The Widow and Her Hero
- First edition
- Author: Thomas Keneally
- Language: English
- Publisher: Doubleday, Australia
- Publication date: 2007
- Publication place: Australia
- Media type: Print (Hardback & Paperback)
- Pages: 297 pp
- ISBN: 1-86471-101-9
- OCLC: 156638789
- Preceded by: The Tyrant's Novel
- Followed by: The People's Train

= The Widow and Her Hero =

2007 novel by Thomas Keneally

The Widow and Her Hero is a 2007 novel by the Australian author Thomas Keneally.

==Synopsis==

The novel is set in Australia during World War II. It is told from the point-of-view of Grace Waterhouse, widow of an Australian soldier who died during World War II in a covert operation against the Japanese.

==Notes==
- Dedication: "To the Coverdales - Alex, Rory, Craig, Margaret. With the Author's love."

==Awards and nominations==
- Miles Franklin Literary Award, 2008: longlisted
- New South Wales Premier's Literary Awards, Christina Stead Prize for Fiction, 2008: shortlisted
- Prime Minister's Literary Awards, Fiction, 2008: shortlisted

==Interviews==
- "ABC Radio National The Book Show"

==Reviews==

In The Age James Ley noted: "The novel does succeed in conveying an idea of heroism that is ambiguous and complex to some degree...Yet for all its endeavour, The Widow and Her Hero feels slightly laboured. If its thoughts about heroism have their nuances, this is often less true of its received ideas about the essential natures of men and women."

Penelope Lively in The Guardian concluded that "This clever, compelling novel asks some uncomfortable questions."

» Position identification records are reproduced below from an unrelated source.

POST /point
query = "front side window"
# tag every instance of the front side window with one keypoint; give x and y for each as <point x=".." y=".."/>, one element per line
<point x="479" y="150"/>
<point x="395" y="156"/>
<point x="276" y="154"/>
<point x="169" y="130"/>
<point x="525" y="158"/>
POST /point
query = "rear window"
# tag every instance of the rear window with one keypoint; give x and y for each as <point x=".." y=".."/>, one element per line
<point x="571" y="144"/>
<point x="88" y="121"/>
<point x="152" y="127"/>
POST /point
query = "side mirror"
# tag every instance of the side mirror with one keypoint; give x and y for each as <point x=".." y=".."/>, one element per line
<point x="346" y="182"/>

Andrew Reimer in the Sydney Morning Herald found the novel an "accomplished and highly readable book". He continued "The Widow and Her Hero reveals a writer who has lost none of the skill and talent he has been demonstrating for decades in a seemingly unending stream of books. In some of his more recent novels, however, Keneally has shown a tendency to rely on mechanical plots and stock characters - An Angel in Australia is a case in point, I think. In this book he has avoided most of those pitfalls."